Galerie Kandlhofer at Art Cologne 2024
Past viewing_room
Karl Karner (b.1973 in Feldbach, Austria) lives and works in Feldbach, Austria. Karner studied at the Academy of Fine Arts, Vienna under Professor Heimo Zobernig.
Karner positions his work between the disciplines of visual arts, performance and dance theatre. Within his practice, Karner continuously discusses bodily perception and the concept of corporeality itself. These are not only related to the human body, but can yet be understood as a wide discussion of object, materiality and space. In the artist´s installations and art environments, viewers frequently become players. Such participative impulses accentuate the irony inherent in these artworks.

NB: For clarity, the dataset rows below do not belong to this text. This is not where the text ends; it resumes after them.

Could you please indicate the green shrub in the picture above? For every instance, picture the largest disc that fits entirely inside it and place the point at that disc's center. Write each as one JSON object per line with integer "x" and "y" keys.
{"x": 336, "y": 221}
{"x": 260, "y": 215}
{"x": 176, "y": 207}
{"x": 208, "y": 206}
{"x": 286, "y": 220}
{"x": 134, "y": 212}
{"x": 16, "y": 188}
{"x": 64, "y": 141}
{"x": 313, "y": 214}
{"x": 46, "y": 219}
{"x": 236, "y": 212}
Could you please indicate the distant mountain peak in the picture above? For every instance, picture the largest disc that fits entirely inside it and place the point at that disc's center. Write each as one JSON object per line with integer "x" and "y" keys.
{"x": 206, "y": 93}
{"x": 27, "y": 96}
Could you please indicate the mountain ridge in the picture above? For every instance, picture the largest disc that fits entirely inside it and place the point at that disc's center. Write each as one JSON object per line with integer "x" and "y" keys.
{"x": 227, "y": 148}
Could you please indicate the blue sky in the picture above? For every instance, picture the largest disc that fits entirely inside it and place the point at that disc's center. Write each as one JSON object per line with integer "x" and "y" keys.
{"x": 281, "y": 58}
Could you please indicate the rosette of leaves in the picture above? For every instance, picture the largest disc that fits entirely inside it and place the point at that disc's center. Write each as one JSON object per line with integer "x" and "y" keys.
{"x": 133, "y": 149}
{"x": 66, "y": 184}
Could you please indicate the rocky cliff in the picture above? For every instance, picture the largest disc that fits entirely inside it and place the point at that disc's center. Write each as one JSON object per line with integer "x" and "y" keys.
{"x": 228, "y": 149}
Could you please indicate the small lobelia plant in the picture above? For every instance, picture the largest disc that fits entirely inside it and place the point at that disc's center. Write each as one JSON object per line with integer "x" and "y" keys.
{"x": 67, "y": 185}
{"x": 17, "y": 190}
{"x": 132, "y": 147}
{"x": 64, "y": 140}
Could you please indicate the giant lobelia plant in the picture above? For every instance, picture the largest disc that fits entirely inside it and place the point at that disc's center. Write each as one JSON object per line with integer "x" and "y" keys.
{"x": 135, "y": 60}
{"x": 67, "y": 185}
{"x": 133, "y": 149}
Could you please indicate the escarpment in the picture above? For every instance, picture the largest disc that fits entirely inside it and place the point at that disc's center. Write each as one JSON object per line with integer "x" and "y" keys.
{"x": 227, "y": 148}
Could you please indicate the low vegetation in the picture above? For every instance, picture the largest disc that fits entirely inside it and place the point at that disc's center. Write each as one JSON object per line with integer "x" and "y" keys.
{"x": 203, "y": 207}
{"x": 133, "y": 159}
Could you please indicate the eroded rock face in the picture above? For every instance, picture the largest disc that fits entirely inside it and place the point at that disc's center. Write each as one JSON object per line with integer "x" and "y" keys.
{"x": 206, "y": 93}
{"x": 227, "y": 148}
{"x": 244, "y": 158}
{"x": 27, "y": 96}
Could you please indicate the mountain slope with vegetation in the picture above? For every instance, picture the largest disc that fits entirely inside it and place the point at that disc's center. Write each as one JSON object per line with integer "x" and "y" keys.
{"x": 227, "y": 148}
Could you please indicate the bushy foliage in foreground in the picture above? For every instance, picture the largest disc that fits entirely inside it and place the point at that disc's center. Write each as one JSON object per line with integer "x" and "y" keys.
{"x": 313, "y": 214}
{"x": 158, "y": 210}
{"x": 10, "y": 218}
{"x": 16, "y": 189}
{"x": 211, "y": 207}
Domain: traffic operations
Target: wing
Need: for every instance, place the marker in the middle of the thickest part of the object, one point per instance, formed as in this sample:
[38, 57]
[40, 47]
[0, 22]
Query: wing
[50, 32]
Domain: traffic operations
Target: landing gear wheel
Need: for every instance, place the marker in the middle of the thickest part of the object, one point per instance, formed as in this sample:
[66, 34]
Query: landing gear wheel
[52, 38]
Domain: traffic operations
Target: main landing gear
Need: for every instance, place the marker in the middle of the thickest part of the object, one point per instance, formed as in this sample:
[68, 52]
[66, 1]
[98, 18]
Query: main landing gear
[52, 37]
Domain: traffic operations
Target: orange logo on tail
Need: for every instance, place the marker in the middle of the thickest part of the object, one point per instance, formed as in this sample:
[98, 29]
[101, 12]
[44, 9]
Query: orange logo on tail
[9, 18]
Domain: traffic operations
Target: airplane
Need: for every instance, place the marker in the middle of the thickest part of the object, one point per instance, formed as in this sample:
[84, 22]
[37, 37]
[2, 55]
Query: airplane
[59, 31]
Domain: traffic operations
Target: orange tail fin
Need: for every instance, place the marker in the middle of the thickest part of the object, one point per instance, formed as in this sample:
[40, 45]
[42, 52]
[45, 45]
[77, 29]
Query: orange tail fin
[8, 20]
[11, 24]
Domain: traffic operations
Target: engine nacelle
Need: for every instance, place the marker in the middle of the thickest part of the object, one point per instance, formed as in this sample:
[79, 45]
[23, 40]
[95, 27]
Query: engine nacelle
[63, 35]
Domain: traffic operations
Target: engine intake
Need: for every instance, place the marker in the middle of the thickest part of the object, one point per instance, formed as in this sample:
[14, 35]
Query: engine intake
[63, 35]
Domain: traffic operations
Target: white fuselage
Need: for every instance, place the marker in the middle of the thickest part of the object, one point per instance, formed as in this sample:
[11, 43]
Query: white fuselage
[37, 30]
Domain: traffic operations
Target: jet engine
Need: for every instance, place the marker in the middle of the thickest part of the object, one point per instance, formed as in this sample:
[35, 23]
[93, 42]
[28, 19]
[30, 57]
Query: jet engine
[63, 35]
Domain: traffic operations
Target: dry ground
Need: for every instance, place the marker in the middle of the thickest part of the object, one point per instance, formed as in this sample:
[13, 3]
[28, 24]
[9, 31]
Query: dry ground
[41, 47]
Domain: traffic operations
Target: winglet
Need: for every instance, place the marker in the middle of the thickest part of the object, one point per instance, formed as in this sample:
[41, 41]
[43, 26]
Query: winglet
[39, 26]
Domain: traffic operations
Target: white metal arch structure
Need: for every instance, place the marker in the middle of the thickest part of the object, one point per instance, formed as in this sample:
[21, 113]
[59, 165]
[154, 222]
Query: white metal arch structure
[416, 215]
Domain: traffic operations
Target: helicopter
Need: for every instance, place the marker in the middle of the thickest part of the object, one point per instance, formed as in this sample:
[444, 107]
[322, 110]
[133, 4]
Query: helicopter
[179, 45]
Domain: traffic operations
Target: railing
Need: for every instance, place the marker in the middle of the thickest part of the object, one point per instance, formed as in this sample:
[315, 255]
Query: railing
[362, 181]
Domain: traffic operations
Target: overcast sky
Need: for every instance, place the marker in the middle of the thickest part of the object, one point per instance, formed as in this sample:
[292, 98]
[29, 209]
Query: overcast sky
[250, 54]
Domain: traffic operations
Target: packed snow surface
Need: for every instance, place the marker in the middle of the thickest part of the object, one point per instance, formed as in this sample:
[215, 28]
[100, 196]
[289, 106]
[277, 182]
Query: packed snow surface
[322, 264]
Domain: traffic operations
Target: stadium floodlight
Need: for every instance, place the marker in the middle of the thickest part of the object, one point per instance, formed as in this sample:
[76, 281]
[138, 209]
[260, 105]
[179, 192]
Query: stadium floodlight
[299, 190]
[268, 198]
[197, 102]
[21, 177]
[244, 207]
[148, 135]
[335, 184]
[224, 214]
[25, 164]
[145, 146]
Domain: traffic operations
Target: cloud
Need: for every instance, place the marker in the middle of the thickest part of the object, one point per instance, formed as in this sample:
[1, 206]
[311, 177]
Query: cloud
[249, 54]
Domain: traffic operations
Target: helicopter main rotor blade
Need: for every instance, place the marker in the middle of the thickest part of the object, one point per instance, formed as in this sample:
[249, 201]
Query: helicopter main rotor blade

From a distance, the figurative silhouette of the objects initially comes to the forefront, only to reveal upon closer inspection a multitude of diverse organic forms, inevitably drawing the viewers' gaze into the depths of surreal landscape scenes. These are partly patinated and partly covered with clay slip by the artist. The result is an aesthetically homogeneous overall impression that almost gives the sculptures a classical appearance. From their observer position, humans gaze upon an artistic amalgam of our reality, distorted almost beyond recognition, frozen in the moment of its creation.
Rodrigo Valenzuela (b.1982, Santiago, Chile) lives and works in Los Angeles, California. Valenzuela completed an art history degree at the University of Chile (2004), then worked in construction while making art over his first decade in the United States. He holds a BA in Philosophy from Evergreen State College and an MFA at University of Washington (2012). He is a Professor of Art at University of California Los Angeles.
Using staged scenes and digital interventions, Valenzuela's photography, video and installation work is rooted in the contradictory traditions of documentary and fiction, at the same time, these pursuits are equally centered on a semiotic, politically engaged post-capitalist critique of social constructs and civic institutions.
His new series of works "Garabatos" shows black and white photographs inspired by Rodrigo Valenzuela's research on Latin American subcultures and the music scene during the dictatorship years in the wake of Operation Condor. Operation Condor was a CIA-led initiative that aimed to neutralize socialist aspirations in South America by creating a network of cooperation between military regimes. Through the use of archival images, magazines, and film, the artist isolates the movements of bodies from documentary images, creating a vocabulary of gestures that subsequently become sculptures that are photographed. Reminiscent of a hybrid between a museum and a theater stage, the photographs represent an attempt to replace the ideology associated with the museum as a place of canonized beauty and information with a more egalitarian and sensitive place of common knowledge or wisdom about life.